I am a grateful member of the International Association of Administrative Professionals (IAAP) and Society for Human Resource Management (SHRM).

As a member of IAAP and SHRM I have been welcomed and supported in my career by open, friendly and successful professionals. Networking is a breeze at every IAAP and SHRM function, and I’ve built great professional relationships at association meetings.

I’ve also had the opportunity to obtain affordable world-class training through monthly programs, annual meetings and conferences. Programs have included resume writing, social media, generations in the workplace, diversity and much more. Training opportunities have included Microsoft Office skills for advanced users, computer security, legal concerns and more.

I don’t know why it took me so long to go to my first Professional Association meeting. The atmosphere couldn’t have been more inviting and fun, and the benefits are vast.

Getting involved in your professional development will boost your confidence, opportunity and experience. Joining a Professional Organization is just one way to be active in your career success. However you get involved- just do it!

I’m active in International Association of Administrative Professionals (IAAP) and Society for Human Resource Management, and you can find many more Professional Associations here.

What Professional Organizations are you a member of? Have you had positive or negative experiences with Professional Associations? Share them here!

Be an example of great leadership in your workplace.

June 3, 2011

You may or may not hold a position of authority in your company, either way you can be a great leader in your workplace through leading by example. Start by changing your behavior and you will find not only can your changed attitude improve your career success, your new outlook can also be a positive influence on those around you.

A leader is not simply someone who has the authority to direct others, a leader is someone who inspires others. Leadership is often defined as the “process of social influence in which one person can enlist the aid and support of others in the accomplishment of a common task”. You have social influence over yourself, your co-workers, clients and even your boss and you choose what type of personal leadership you practice.

Start by practicing self-leadership. Your attitude and behavior towards yourself affects your health, your mood, your confidence and more. Think about the qualities you appreciate in a good leader and lead yourself to greatness! Consider these traits of great leaders:

Honesty– Are you honest with yourself about your strengths and weaknesses?
Respect– Do you treat yourself with respect and consideration?
Communication– Do you communicate with yourself– recognizing when you are hungry, angry, lonely or tired?
Follow Through– Do you attend to your basic needs?
Confidence– Do you give yourself praise for a job well done?
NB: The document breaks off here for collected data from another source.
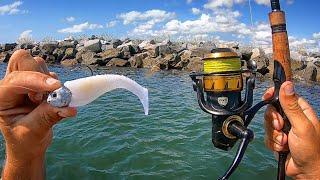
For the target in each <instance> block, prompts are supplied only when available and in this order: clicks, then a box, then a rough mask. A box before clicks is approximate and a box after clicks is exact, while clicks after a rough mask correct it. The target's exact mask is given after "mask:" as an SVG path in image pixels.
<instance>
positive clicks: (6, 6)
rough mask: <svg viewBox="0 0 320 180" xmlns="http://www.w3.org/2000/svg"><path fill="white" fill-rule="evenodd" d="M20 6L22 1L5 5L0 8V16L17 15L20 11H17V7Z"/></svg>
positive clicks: (19, 9)
mask: <svg viewBox="0 0 320 180" xmlns="http://www.w3.org/2000/svg"><path fill="white" fill-rule="evenodd" d="M21 5H22V1H16V2H14V3H12V4H7V5H4V6H0V15H5V14H9V15H12V14H17V13H19V12H20V11H21V10H20V9H19V6H21Z"/></svg>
Do you ask for recognition, when appropriate?
Vision– Do you have a vision for your career success?

By practicing qualities of self-leadership, you will find improved satisfaction and success in your life and your career. When you practice outstanding leadership on a personal level, the people around you in your work will be drawn to your positive energy and you will find others are more likely to support you in your professional goals.

Leading by example.

Show personal leadership in your organization.

Once you’ve mastered self-leadership, you can practice great leadership in your interactions with your co-workers, clients and management. Think back to your idea of outstanding leadership and extend that ideal towards everyone you encounter in your workplace.
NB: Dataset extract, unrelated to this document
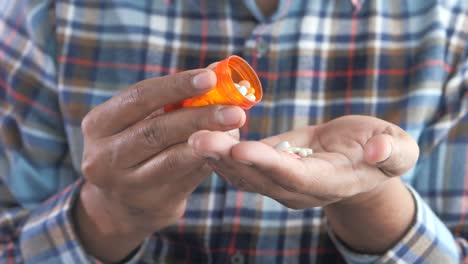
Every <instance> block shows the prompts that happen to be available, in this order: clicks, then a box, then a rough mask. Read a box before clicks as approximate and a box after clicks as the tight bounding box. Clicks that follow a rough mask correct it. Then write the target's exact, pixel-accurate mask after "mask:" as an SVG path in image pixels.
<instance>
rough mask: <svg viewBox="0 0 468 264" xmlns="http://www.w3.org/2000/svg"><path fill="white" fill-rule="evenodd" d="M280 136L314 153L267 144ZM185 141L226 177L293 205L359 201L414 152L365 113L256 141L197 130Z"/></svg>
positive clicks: (279, 139)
Enthusiasm– Are you enthusiastic and engaged in your interaction with others?
Encouraging– Do you listen to ideas, as well as speak up and share your own?
Courtesy– Are your courteous of others and tolerant of minor annoyances?
Listening– Are you open to suggestion and admit when you are wrong?
Delegate– Do you delegate or ask for help when you need it? Can you say “no” when necessary?
Team Player– Do you actively participate in the success of your team?

What qualities do you desire in a leader? How do those qualities inspire you to work better? Do you think you can benefit from practicing these qualities? Please share your thoughts and ideas!